FIG. 3 shows cavity 5 shaped as an inverse spherical cap 10 with a sound reflective surface. As depicted in FIG. 4, a spherical cap 11 is a portion of a sphere 12 cut off by a plane 12. If plane 13 passes through the center of sphere 12 so that the height of the cap is equal to the radius of the sphere, the spherical cap is called a dome or hemisphere. Accordingly, the inverse cap 10 is the cavity into which cap 11 fits. At the bottom of the inverse cap 10, i.e., at the end of cavity 5, microphone 4 is disposed, which may be an omnidirectional microphone with a large membrane. The diameter 2r_o (area) of the cavity's front opening is e.g., more than two times larger than the diameter 2r_m (area) of microphone 4's membrane.

FIG. 5 shows cavity 5 shaped as an inverse paraboloid 14, also known as a circular parabola, with a sound-reflective surface. Its shape is part of a circular paraboloid, that is, the surface generated by a parabola revolving around its axis. The reflective inverse paraboloid 14 transforms an incoming plane wave traveling along the axis of the inverse paraboloid 14 into a spherical wave converging toward a focal point where microphone 4 is disposed.

The dimensions of a symmetrical paraboloid are related by Equation (3): $$\mathrm{4}\mathrm{FD}={{\mathrm{r}}_{\mathrm{o}}}^{\mathrm{2}},$$
where F is the focal length, D is the depth of the paraboloid (measured along the axis of symmetry from the vertex to the plane of the rim), and r_o is the radius of the rim (half of the diameter 2r_o of the rim).

FIG. 6 is a cross-sectional view of cavity 5 having an alternative inverse paraboloidal shape 16 whose depth D is larger than the diameter 2r_o of the rim (D > 2r_o), in contrast to the previous examples where D < 2r_o.
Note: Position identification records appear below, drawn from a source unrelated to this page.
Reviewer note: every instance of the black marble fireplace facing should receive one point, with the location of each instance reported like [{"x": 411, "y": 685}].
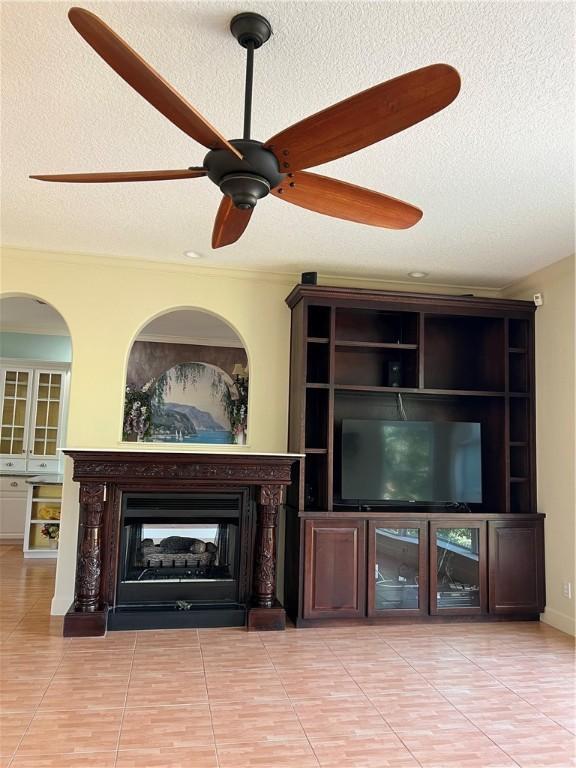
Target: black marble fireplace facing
[
  {"x": 184, "y": 552},
  {"x": 170, "y": 540}
]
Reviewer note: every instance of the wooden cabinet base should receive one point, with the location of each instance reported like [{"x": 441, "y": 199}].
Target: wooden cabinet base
[
  {"x": 267, "y": 619},
  {"x": 85, "y": 623}
]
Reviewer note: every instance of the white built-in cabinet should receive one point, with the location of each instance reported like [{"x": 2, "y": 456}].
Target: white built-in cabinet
[{"x": 33, "y": 410}]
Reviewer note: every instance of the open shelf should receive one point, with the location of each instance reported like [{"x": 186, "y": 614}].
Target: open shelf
[
  {"x": 319, "y": 322},
  {"x": 463, "y": 352},
  {"x": 317, "y": 363},
  {"x": 377, "y": 326},
  {"x": 376, "y": 366},
  {"x": 316, "y": 419}
]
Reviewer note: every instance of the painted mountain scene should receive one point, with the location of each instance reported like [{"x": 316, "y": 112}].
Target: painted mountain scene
[{"x": 188, "y": 405}]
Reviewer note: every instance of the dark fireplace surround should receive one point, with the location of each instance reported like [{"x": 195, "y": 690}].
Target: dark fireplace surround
[{"x": 112, "y": 485}]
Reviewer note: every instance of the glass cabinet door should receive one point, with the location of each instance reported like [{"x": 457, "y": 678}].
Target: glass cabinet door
[
  {"x": 458, "y": 567},
  {"x": 16, "y": 389},
  {"x": 48, "y": 406},
  {"x": 397, "y": 571}
]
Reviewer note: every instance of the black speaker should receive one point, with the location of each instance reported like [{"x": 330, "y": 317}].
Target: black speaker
[
  {"x": 309, "y": 278},
  {"x": 395, "y": 374}
]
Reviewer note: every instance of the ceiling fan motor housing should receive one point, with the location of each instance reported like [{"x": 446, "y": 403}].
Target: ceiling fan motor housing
[{"x": 248, "y": 180}]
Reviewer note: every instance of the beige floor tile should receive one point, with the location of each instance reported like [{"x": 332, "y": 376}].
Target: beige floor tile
[
  {"x": 244, "y": 685},
  {"x": 382, "y": 751},
  {"x": 72, "y": 731},
  {"x": 265, "y": 722},
  {"x": 161, "y": 757},
  {"x": 85, "y": 760},
  {"x": 166, "y": 687},
  {"x": 338, "y": 716},
  {"x": 288, "y": 754},
  {"x": 167, "y": 726},
  {"x": 12, "y": 728},
  {"x": 84, "y": 693},
  {"x": 304, "y": 682},
  {"x": 22, "y": 694}
]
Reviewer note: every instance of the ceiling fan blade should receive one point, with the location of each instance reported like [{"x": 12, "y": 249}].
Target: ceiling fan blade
[
  {"x": 366, "y": 118},
  {"x": 230, "y": 223},
  {"x": 149, "y": 84},
  {"x": 91, "y": 178},
  {"x": 346, "y": 201}
]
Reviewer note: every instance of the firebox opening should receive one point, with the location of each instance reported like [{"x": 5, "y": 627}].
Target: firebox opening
[{"x": 181, "y": 551}]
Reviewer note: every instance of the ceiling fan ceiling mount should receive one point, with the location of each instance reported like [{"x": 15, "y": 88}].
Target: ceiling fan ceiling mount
[
  {"x": 251, "y": 29},
  {"x": 246, "y": 170},
  {"x": 247, "y": 180}
]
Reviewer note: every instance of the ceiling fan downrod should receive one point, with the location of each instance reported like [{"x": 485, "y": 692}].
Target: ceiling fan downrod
[{"x": 251, "y": 30}]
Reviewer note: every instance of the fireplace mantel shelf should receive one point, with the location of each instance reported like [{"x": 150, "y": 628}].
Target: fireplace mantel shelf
[
  {"x": 105, "y": 475},
  {"x": 193, "y": 450}
]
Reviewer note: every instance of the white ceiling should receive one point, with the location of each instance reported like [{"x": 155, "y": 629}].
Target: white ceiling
[{"x": 494, "y": 172}]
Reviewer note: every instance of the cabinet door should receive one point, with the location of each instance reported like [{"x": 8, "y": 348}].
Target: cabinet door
[
  {"x": 335, "y": 569},
  {"x": 516, "y": 570},
  {"x": 16, "y": 395},
  {"x": 47, "y": 413},
  {"x": 458, "y": 567},
  {"x": 12, "y": 515},
  {"x": 397, "y": 571}
]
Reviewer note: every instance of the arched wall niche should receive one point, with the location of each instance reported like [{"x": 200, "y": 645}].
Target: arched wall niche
[
  {"x": 34, "y": 316},
  {"x": 186, "y": 381}
]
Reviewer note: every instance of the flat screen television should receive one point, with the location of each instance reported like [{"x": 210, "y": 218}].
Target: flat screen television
[{"x": 429, "y": 462}]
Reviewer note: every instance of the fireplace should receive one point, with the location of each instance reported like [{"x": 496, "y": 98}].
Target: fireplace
[
  {"x": 179, "y": 551},
  {"x": 176, "y": 539}
]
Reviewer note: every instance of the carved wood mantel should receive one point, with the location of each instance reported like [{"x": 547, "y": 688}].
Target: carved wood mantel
[{"x": 105, "y": 475}]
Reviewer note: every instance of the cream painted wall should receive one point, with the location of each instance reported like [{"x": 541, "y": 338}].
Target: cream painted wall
[
  {"x": 106, "y": 301},
  {"x": 555, "y": 431}
]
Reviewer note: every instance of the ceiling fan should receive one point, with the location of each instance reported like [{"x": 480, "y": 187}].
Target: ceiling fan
[{"x": 246, "y": 170}]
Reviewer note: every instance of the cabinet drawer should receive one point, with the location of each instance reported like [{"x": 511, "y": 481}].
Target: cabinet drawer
[
  {"x": 13, "y": 485},
  {"x": 43, "y": 465},
  {"x": 12, "y": 464}
]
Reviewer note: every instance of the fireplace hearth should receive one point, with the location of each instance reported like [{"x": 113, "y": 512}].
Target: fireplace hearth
[{"x": 177, "y": 540}]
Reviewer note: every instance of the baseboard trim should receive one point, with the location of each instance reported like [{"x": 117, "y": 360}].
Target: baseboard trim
[
  {"x": 60, "y": 605},
  {"x": 559, "y": 620}
]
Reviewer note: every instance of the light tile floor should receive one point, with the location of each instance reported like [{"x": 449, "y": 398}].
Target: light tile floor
[{"x": 434, "y": 696}]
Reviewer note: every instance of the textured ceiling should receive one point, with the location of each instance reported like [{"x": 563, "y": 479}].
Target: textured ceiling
[{"x": 494, "y": 172}]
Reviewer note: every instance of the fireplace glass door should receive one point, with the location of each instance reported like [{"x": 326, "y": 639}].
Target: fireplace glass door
[{"x": 183, "y": 556}]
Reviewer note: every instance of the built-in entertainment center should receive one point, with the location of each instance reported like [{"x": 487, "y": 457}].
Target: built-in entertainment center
[{"x": 417, "y": 495}]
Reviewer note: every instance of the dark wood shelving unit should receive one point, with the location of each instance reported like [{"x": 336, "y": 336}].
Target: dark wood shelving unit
[{"x": 461, "y": 359}]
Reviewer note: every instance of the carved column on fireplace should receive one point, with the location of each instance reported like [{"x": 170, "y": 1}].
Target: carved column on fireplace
[
  {"x": 89, "y": 565},
  {"x": 269, "y": 499}
]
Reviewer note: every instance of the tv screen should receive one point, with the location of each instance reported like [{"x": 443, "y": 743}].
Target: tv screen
[{"x": 411, "y": 461}]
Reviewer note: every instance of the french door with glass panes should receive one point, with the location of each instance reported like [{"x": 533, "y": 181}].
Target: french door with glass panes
[
  {"x": 17, "y": 388},
  {"x": 33, "y": 401},
  {"x": 46, "y": 414},
  {"x": 397, "y": 568}
]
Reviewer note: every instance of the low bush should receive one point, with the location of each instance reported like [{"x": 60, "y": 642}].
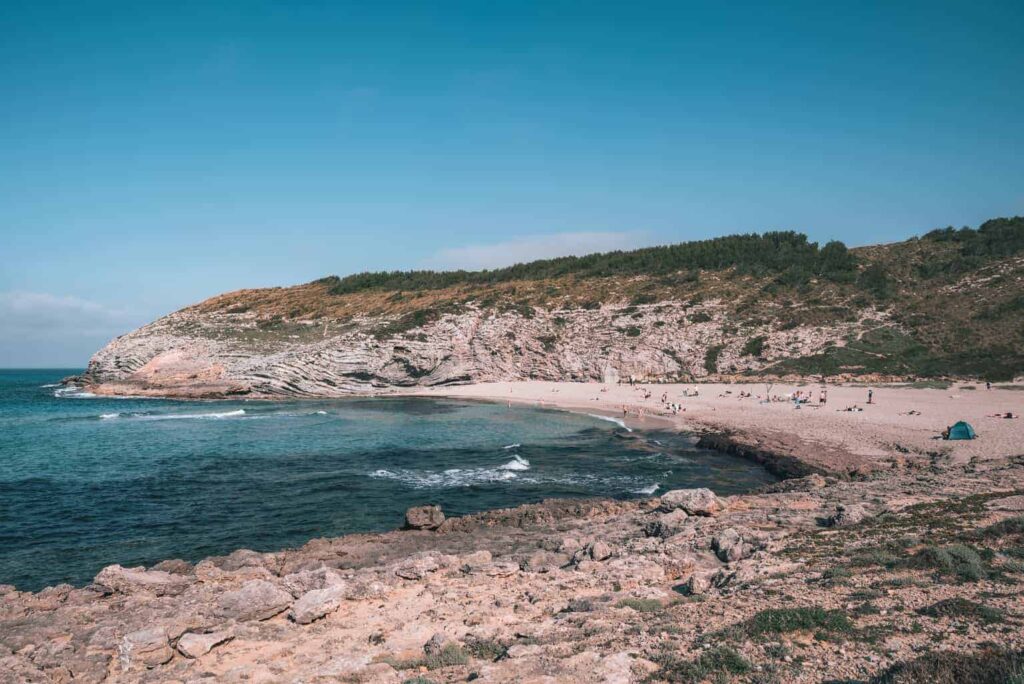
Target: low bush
[
  {"x": 989, "y": 666},
  {"x": 778, "y": 621},
  {"x": 956, "y": 560},
  {"x": 714, "y": 665}
]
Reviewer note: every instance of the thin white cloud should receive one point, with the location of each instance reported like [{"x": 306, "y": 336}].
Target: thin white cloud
[
  {"x": 28, "y": 315},
  {"x": 473, "y": 257}
]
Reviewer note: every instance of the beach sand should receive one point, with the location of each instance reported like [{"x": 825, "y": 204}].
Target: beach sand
[{"x": 825, "y": 436}]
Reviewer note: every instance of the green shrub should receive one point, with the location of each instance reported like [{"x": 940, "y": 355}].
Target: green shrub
[
  {"x": 700, "y": 316},
  {"x": 755, "y": 346},
  {"x": 451, "y": 654},
  {"x": 1008, "y": 527},
  {"x": 956, "y": 559},
  {"x": 989, "y": 666},
  {"x": 486, "y": 649},
  {"x": 778, "y": 621},
  {"x": 713, "y": 665}
]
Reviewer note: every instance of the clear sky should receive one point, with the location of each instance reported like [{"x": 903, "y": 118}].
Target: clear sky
[{"x": 154, "y": 154}]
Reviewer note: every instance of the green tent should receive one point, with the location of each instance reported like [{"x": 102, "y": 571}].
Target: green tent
[{"x": 962, "y": 431}]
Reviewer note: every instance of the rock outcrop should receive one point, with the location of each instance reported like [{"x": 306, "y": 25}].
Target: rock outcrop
[{"x": 567, "y": 591}]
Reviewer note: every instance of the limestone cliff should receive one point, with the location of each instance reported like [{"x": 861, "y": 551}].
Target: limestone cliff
[{"x": 908, "y": 309}]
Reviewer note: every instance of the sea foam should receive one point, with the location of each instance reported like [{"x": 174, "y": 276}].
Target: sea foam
[{"x": 617, "y": 421}]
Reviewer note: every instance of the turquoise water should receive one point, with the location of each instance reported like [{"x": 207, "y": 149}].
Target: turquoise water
[{"x": 88, "y": 481}]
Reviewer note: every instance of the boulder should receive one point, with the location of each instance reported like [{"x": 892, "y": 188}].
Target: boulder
[
  {"x": 697, "y": 585},
  {"x": 501, "y": 568},
  {"x": 257, "y": 599},
  {"x": 316, "y": 603},
  {"x": 729, "y": 546},
  {"x": 424, "y": 517},
  {"x": 695, "y": 502},
  {"x": 174, "y": 566},
  {"x": 147, "y": 647},
  {"x": 306, "y": 581},
  {"x": 417, "y": 568},
  {"x": 600, "y": 551},
  {"x": 197, "y": 645},
  {"x": 435, "y": 644},
  {"x": 132, "y": 580},
  {"x": 544, "y": 561},
  {"x": 847, "y": 515}
]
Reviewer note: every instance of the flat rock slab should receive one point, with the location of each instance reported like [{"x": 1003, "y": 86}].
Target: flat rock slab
[
  {"x": 198, "y": 645},
  {"x": 257, "y": 599}
]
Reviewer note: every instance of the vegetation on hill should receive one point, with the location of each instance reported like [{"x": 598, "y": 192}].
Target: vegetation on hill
[
  {"x": 788, "y": 253},
  {"x": 948, "y": 303}
]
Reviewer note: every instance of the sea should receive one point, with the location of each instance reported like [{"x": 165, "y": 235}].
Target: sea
[{"x": 87, "y": 481}]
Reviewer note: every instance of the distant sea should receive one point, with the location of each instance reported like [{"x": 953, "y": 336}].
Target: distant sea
[{"x": 87, "y": 481}]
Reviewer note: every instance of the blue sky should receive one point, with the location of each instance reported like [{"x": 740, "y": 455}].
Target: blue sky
[{"x": 154, "y": 154}]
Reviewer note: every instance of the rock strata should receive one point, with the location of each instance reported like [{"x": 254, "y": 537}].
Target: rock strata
[
  {"x": 424, "y": 517},
  {"x": 569, "y": 591}
]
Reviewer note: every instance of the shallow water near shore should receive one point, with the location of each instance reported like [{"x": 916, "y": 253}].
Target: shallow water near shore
[{"x": 88, "y": 481}]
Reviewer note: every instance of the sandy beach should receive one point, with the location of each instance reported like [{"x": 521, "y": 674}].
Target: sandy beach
[{"x": 901, "y": 423}]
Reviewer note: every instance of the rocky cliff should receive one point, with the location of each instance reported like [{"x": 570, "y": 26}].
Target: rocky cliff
[{"x": 926, "y": 307}]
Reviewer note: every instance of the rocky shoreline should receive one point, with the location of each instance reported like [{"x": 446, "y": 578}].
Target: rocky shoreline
[{"x": 824, "y": 576}]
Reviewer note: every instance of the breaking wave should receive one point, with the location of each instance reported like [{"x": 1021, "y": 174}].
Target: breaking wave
[
  {"x": 72, "y": 392},
  {"x": 617, "y": 421},
  {"x": 517, "y": 463}
]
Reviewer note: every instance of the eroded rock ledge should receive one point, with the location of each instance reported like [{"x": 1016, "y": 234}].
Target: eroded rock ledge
[{"x": 811, "y": 579}]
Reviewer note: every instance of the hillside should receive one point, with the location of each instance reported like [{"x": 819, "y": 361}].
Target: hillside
[{"x": 949, "y": 303}]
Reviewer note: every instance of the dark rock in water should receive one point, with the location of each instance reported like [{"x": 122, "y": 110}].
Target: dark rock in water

A three-dimensional view of cavity 16 of FIG. 6 is shown in FIG. 7.

While exemplary embodiments are described above, it is not intended that these embodiments describe all possible forms of the invention. The words used in the specification are words of description rather than limitation, and it is understood that various changes may be made without departing from the spirit and scope of the invention. Additionally, the features of various implementing embodiments may be combined to form further embodiments of the invention.